Güncel Tehdit Algısı ve Akademik Yorumlar
Doksanlı yıllardan itibaren, özellikle Adalar (Ege) Denizi'nde artan gerilimler ve iki ülke arasında yaşanan diplomatik krizler bağlamında, bazı Yunan akademisyenler ve strateji uzmanları, Türkiye ile askeri bir çatışmanın olası olduğunu öne sürmüş ve bu tezi desteklemişlerdir. Bu tür yaklaşımlar, Metapolitefsi sonrası dönemde Yunanistan’ın Türkiye’ye yönelik güvenlik algısının hem siyasi söylemde hem de akademik çevrelerde kurumsallaştığını ve dış politika yapım sürecine yansıdığını göstermektedir.
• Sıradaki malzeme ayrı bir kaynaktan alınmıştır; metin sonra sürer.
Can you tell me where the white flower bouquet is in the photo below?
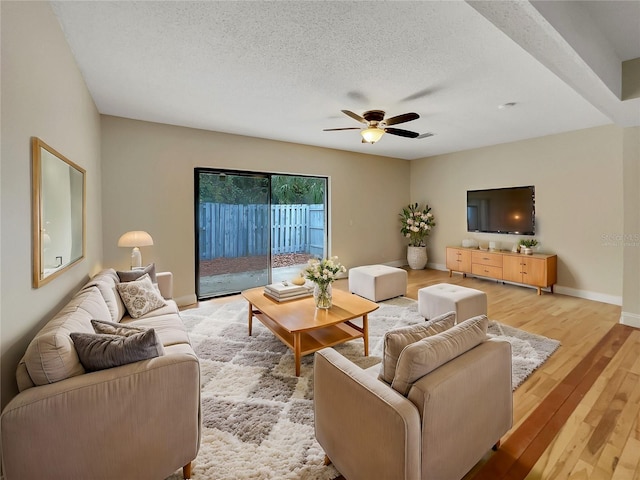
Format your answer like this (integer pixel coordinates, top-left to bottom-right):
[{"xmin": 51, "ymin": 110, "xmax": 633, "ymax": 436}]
[{"xmin": 400, "ymin": 203, "xmax": 436, "ymax": 247}]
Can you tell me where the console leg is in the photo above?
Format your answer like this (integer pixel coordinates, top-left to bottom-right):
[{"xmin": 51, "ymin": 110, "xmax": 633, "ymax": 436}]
[{"xmin": 182, "ymin": 462, "xmax": 191, "ymax": 480}]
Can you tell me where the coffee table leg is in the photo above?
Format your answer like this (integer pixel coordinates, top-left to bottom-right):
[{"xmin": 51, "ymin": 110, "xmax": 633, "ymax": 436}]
[
  {"xmin": 362, "ymin": 314, "xmax": 369, "ymax": 357},
  {"xmin": 293, "ymin": 332, "xmax": 300, "ymax": 377}
]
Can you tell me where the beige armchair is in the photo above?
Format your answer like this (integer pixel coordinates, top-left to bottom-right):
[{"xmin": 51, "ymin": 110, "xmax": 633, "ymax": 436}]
[{"xmin": 314, "ymin": 327, "xmax": 513, "ymax": 480}]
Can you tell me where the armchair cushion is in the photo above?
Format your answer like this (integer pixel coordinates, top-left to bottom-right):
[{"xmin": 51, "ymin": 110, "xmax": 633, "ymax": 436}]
[
  {"xmin": 391, "ymin": 315, "xmax": 489, "ymax": 396},
  {"xmin": 378, "ymin": 312, "xmax": 456, "ymax": 384}
]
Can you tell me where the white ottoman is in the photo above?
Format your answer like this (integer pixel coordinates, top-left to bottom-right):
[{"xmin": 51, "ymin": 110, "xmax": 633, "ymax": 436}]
[
  {"xmin": 349, "ymin": 265, "xmax": 407, "ymax": 302},
  {"xmin": 418, "ymin": 283, "xmax": 487, "ymax": 323}
]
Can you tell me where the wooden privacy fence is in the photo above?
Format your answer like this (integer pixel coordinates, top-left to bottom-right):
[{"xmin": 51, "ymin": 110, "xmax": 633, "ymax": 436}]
[{"xmin": 198, "ymin": 203, "xmax": 325, "ymax": 260}]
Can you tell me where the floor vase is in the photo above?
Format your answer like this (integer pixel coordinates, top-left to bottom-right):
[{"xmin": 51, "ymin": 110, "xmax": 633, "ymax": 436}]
[{"xmin": 407, "ymin": 246, "xmax": 427, "ymax": 270}]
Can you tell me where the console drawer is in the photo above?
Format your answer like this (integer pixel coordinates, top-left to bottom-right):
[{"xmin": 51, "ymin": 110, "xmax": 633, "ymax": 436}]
[
  {"xmin": 471, "ymin": 252, "xmax": 502, "ymax": 273},
  {"xmin": 471, "ymin": 263, "xmax": 502, "ymax": 279}
]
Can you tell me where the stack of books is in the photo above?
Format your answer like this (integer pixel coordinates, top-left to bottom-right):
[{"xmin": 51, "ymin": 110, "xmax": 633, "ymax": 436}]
[{"xmin": 264, "ymin": 282, "xmax": 313, "ymax": 302}]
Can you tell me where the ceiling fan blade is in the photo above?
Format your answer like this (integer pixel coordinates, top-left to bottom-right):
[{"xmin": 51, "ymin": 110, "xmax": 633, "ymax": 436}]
[
  {"xmin": 384, "ymin": 128, "xmax": 420, "ymax": 138},
  {"xmin": 341, "ymin": 110, "xmax": 367, "ymax": 123},
  {"xmin": 384, "ymin": 112, "xmax": 420, "ymax": 125},
  {"xmin": 416, "ymin": 132, "xmax": 435, "ymax": 139}
]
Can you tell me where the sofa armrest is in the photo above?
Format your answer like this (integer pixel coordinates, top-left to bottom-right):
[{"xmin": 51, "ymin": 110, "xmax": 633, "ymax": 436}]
[
  {"xmin": 0, "ymin": 345, "xmax": 200, "ymax": 480},
  {"xmin": 156, "ymin": 272, "xmax": 173, "ymax": 300},
  {"xmin": 408, "ymin": 339, "xmax": 513, "ymax": 478},
  {"xmin": 313, "ymin": 348, "xmax": 420, "ymax": 480}
]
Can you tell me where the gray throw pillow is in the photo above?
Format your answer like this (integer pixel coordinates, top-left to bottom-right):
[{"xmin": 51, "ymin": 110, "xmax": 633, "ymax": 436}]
[
  {"xmin": 70, "ymin": 328, "xmax": 164, "ymax": 372},
  {"xmin": 378, "ymin": 312, "xmax": 456, "ymax": 384},
  {"xmin": 91, "ymin": 320, "xmax": 147, "ymax": 337},
  {"xmin": 116, "ymin": 263, "xmax": 158, "ymax": 283}
]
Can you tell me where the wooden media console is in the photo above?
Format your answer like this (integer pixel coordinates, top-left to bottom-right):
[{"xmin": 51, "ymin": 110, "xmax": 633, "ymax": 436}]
[{"xmin": 447, "ymin": 247, "xmax": 558, "ymax": 295}]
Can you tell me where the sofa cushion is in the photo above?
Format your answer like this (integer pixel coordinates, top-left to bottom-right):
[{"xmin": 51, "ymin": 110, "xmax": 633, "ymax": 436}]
[
  {"xmin": 24, "ymin": 287, "xmax": 102, "ymax": 385},
  {"xmin": 91, "ymin": 320, "xmax": 147, "ymax": 337},
  {"xmin": 116, "ymin": 263, "xmax": 158, "ymax": 283},
  {"xmin": 70, "ymin": 328, "xmax": 164, "ymax": 372},
  {"xmin": 118, "ymin": 273, "xmax": 166, "ymax": 318},
  {"xmin": 379, "ymin": 312, "xmax": 456, "ymax": 383},
  {"xmin": 391, "ymin": 315, "xmax": 489, "ymax": 396},
  {"xmin": 83, "ymin": 268, "xmax": 127, "ymax": 322},
  {"xmin": 123, "ymin": 314, "xmax": 190, "ymax": 347}
]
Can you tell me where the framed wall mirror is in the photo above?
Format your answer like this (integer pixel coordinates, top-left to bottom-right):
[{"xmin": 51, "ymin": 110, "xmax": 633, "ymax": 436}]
[{"xmin": 31, "ymin": 137, "xmax": 86, "ymax": 288}]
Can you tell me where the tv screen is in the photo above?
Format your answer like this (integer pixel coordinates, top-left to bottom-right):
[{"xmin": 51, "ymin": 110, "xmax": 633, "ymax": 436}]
[{"xmin": 467, "ymin": 185, "xmax": 535, "ymax": 235}]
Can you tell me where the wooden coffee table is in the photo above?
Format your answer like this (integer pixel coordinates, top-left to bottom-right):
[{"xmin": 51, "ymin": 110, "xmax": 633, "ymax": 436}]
[{"xmin": 242, "ymin": 287, "xmax": 378, "ymax": 377}]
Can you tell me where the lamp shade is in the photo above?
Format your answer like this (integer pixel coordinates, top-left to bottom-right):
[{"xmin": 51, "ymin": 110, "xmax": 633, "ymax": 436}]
[
  {"xmin": 118, "ymin": 230, "xmax": 153, "ymax": 247},
  {"xmin": 360, "ymin": 127, "xmax": 384, "ymax": 143}
]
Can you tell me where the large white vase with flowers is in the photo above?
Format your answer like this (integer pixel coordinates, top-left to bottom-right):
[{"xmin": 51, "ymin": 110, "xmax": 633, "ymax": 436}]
[
  {"xmin": 304, "ymin": 257, "xmax": 347, "ymax": 309},
  {"xmin": 400, "ymin": 203, "xmax": 436, "ymax": 270}
]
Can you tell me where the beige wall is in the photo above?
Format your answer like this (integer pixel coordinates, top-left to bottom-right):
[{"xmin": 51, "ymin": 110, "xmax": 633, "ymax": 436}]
[
  {"xmin": 0, "ymin": 1, "xmax": 102, "ymax": 406},
  {"xmin": 101, "ymin": 116, "xmax": 409, "ymax": 303},
  {"xmin": 617, "ymin": 127, "xmax": 640, "ymax": 328},
  {"xmin": 411, "ymin": 126, "xmax": 624, "ymax": 304}
]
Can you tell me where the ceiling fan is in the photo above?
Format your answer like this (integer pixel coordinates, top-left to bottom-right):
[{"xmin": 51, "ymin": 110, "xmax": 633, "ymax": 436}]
[{"xmin": 323, "ymin": 110, "xmax": 431, "ymax": 143}]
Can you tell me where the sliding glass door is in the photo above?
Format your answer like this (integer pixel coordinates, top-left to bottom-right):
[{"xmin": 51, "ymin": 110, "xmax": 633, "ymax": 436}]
[
  {"xmin": 195, "ymin": 168, "xmax": 327, "ymax": 299},
  {"xmin": 195, "ymin": 170, "xmax": 271, "ymax": 299}
]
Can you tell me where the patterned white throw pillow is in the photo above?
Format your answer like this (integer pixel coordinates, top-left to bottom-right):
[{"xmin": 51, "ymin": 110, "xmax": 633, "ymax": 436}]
[{"xmin": 118, "ymin": 274, "xmax": 166, "ymax": 318}]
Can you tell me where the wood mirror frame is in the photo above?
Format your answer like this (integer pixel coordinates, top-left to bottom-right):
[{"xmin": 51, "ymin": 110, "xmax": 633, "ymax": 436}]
[{"xmin": 31, "ymin": 137, "xmax": 86, "ymax": 288}]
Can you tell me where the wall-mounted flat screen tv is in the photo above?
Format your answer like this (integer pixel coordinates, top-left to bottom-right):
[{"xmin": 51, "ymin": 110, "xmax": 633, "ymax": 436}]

Metapolitefsi dönemi, Yunanistan için hem iç politikada demokratikleşme sürecinin başlangıcı hem de dış politikasında bir yön değişikliğinin habercisi olan bir dönemdir. Türkiye’ye yönelik güvenlik tehdidi algısının yerleşik hale gelmesi, dış politika yapımında yapısal bir dönüşüm meydana getirmiştir. Avrupa entegrasyonu, ABD ile ilişkilerin yeniden tanımlanması ve Adalar (Ege) Denizi ile Kıbrıs meselelerinde Türkiye karşısında uluslararası meşruiyet arayışı, bu dönemin karakteristik dış politika özelliklerini oluşturmaktadır.
Bu gelişmelerle beraber Metapolitefsi dönemi, yalnızca Yunanistan’ın Batılılaşma sürecinde bir aşama değil, aynı zamanda Türkiye ile ilişkiler bağlamında da yeni bir stratejik dönemin başlangıcı olarak değerlendirilmektedir.